Python Integration

The osfdata package provides a complete Python binding for the Open Streaming Format. It reads and writes OSF4 and OSF5 files, transparently detects compressed OSFZ files, and integrates seamlessly with the scientific Python ecosystem around NumPy.

Unlike pure-Python implementations, the actual work is done in a Rust library underneath. Python sees and uses only the thin wrapper on top. The result: load times in the millisecond range even for several hundred thousand samples, very low memory overhead, and numeric data transferred to NumPy arrays without copying.

What `osfdata` is for

osfdata solves the typical tasks around OSF data in Python:

Bringing data into analysis pipelines. OSF files are loaded, individual channels are accessed directly as NumPy arrays, and forwarded to libraries like SciPy, scikit-learn, or PyTorch.
Combining data from different sources. OSF files from the field are read, filtered or merged, and written out as new OSF files.
Migrating legacy data. OSF4 files are read and rewritten as OSF5 — a convenient migration without a separate tool.
Handling compressed files transparently. OSFZ files (zlib or gzip) are automatically detected and decompressed without any user configuration.

The package is aimed at data analysts, engineers, and scientists who want to integrate OSF data into Python workflows. It is not aimed at embedded developers who produce the data — separate, lightweight writer implementations exist for use directly on devices.

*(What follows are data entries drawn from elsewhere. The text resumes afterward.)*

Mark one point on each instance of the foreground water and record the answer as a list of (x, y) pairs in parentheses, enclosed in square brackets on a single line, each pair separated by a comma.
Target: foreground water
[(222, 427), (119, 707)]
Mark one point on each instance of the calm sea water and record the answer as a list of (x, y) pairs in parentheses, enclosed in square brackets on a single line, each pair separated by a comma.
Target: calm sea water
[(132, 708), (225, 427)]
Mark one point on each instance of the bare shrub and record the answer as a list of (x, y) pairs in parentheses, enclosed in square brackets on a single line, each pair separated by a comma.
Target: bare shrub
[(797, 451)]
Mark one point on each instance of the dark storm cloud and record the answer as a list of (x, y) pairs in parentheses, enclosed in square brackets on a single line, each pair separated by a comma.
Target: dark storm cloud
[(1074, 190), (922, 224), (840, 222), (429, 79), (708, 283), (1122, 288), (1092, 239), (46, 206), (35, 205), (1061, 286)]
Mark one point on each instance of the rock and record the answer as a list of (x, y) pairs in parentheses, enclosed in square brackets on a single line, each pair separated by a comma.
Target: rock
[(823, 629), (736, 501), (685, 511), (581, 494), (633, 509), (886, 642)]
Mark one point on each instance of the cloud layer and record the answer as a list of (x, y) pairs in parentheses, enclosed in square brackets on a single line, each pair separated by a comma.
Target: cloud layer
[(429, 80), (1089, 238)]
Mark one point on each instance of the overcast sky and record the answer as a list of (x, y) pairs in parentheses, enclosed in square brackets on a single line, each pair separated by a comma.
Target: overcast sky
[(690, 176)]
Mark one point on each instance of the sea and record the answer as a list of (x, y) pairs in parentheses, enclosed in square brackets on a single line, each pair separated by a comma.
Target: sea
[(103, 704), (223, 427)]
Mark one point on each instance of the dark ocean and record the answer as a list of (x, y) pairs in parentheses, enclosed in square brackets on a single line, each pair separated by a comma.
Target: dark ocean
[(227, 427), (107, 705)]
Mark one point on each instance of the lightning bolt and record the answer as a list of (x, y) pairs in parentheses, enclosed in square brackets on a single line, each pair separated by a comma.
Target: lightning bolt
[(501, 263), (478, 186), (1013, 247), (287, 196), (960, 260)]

Relationship to `python-osf`

osfdata is the modern successor to the existing python-osf package. python-osf is a pure-Python implementation that supports OSF4 reading only, and is significantly slower for large files. Beyond that, osfdata provides:

full OSF4 and OSF5 support (read and write),
substantially higher performance via the Rust foundation,
complete coverage of all data types, including binary, gpslocation, and unsigned integers,
conformance with the current specification revision (2026-05-04),
transparent OSFZ decompression for both zlib- and gzip-compressed files.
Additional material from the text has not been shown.